# Special relativistic momentum

1. Nov 16, 2005

### thenewbosco

A particle disintegrates into two pieces: the first has mass 1.00 MeV/c^2 and momentum 1.75MeV/c
the second has mass 1.50 MeV/c^2 and momentum 2.00 MeV/c.

find the mass and speed of the original particle.

What i have done is used the fact that $$p=\gamma m v$$ as well as $$E^2 = p^2c^2 + (mc^2)^2$$ to derive that for the original particle: $$\gamma = m*v$$ where $$\gamma=\frac{1}{\sqrt{1-\frac{v^2}{c^2}}}$$
however this is two unknowns and one equation.

any help on this...

Last edited: Nov 16, 2005
2. Nov 16, 2005

### robphy

What happens during the disintgration? Do any quantities change or not change?

3. Nov 17, 2005

### Staff: Mentor

You have enough information about the pieces after the decay, to find their energies. Then you can apply conservation of energy and conservation of momentum to find the energy and momentum of the original particle, and from those, you can find the quantities that you're asked for.

4. Nov 17, 2005

### thenewbosco

i solved for the energies and got for the particle travelling in x: 1.79MeV and for the one in y:2.5 MeV.

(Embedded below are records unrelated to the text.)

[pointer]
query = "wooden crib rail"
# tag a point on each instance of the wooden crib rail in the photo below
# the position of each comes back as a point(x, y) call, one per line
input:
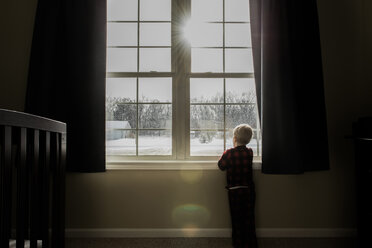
point(32, 180)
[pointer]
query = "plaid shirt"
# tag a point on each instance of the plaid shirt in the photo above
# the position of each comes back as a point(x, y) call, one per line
point(237, 162)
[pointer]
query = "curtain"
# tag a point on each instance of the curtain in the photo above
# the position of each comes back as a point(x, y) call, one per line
point(289, 84)
point(67, 72)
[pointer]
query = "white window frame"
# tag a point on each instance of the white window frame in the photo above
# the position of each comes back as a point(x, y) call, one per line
point(180, 74)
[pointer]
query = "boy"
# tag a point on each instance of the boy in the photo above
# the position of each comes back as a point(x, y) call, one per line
point(237, 162)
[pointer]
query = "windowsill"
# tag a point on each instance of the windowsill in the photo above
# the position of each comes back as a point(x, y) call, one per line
point(169, 165)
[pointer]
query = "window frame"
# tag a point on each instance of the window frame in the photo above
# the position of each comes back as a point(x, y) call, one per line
point(180, 74)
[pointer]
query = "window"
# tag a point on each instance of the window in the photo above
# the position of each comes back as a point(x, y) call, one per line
point(179, 78)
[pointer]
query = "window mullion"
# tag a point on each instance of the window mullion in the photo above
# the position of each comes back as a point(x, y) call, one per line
point(182, 62)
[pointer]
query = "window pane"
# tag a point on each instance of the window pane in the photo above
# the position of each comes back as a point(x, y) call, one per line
point(206, 10)
point(120, 142)
point(121, 59)
point(206, 60)
point(206, 143)
point(155, 10)
point(119, 10)
point(121, 89)
point(155, 90)
point(206, 90)
point(154, 142)
point(206, 117)
point(125, 115)
point(239, 114)
point(238, 35)
point(121, 34)
point(155, 59)
point(155, 115)
point(237, 10)
point(155, 34)
point(240, 90)
point(239, 60)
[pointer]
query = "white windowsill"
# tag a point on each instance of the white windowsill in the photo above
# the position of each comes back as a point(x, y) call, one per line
point(169, 165)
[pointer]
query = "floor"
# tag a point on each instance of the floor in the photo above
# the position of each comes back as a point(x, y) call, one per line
point(208, 242)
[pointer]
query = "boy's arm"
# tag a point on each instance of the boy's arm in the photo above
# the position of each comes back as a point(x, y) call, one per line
point(223, 163)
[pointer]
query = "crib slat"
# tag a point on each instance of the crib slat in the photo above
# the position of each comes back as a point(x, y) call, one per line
point(6, 169)
point(34, 192)
point(62, 191)
point(22, 179)
point(45, 190)
point(56, 199)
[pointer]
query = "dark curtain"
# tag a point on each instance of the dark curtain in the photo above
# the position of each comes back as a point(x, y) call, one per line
point(289, 84)
point(67, 76)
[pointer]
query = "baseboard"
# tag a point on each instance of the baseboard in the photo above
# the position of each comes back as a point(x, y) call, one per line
point(207, 232)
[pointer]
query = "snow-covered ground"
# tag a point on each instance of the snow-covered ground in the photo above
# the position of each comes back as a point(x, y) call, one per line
point(152, 145)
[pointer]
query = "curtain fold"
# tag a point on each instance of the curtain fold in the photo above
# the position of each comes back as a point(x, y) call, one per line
point(289, 84)
point(67, 74)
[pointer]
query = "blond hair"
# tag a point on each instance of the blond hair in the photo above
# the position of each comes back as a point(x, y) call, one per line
point(243, 133)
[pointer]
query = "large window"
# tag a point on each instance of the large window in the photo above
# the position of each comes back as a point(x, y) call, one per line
point(179, 78)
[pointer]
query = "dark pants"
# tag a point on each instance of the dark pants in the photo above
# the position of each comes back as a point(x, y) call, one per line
point(242, 203)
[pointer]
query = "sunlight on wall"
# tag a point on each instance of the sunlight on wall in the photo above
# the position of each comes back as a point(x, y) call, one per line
point(190, 217)
point(193, 176)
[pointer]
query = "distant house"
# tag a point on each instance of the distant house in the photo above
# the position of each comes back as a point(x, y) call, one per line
point(117, 130)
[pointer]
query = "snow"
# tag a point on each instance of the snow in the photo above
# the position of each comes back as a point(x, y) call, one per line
point(150, 145)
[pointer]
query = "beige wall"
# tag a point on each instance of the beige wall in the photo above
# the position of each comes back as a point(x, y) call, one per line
point(171, 199)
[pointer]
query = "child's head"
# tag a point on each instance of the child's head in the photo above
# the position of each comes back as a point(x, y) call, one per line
point(242, 134)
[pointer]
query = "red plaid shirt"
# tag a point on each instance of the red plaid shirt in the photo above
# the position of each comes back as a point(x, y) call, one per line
point(237, 162)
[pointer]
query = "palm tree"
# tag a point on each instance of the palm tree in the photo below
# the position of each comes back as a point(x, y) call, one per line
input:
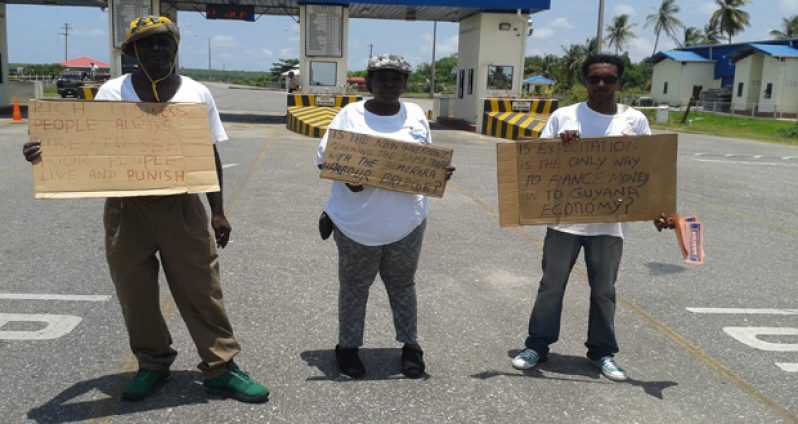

now what i have done is set up the following:
for energies
$$E_{init}=\frac{mc^2}{\sqrt{1-\frac{u^2}{c^2}}}=(1.79+2.5)$$
for x momentum:
$$\frac{mu_{x}{\sqrt{1-\frac{(u_{x})^2}{c^2}}}}=1.75=p_{xf}$$
and y momentum:
$$\frac{mu_{y}{\sqrt{1-\frac{(u_{y})^2}{c^2}}}}=2.00=p_{yf}$$
(the tex code is wrong but the square roots should be in the denominator)
now by solving these three using $$(u_{x})^2+(u_{y})^2=u^2$$
i should be able to find the mass and speed...

is this correct?
thanks

Last edited: Nov 17, 2005
5. Nov 17, 2005

### Staff: Mentor

Yes, your method should work, although it might not be the simplest one in terms of the math involved.

You might consider calculating the magnitude of the initial momentum first, from the x and y components (which you already know). Note that the problem asks only for the speed of the original particle, and not its direction of motion.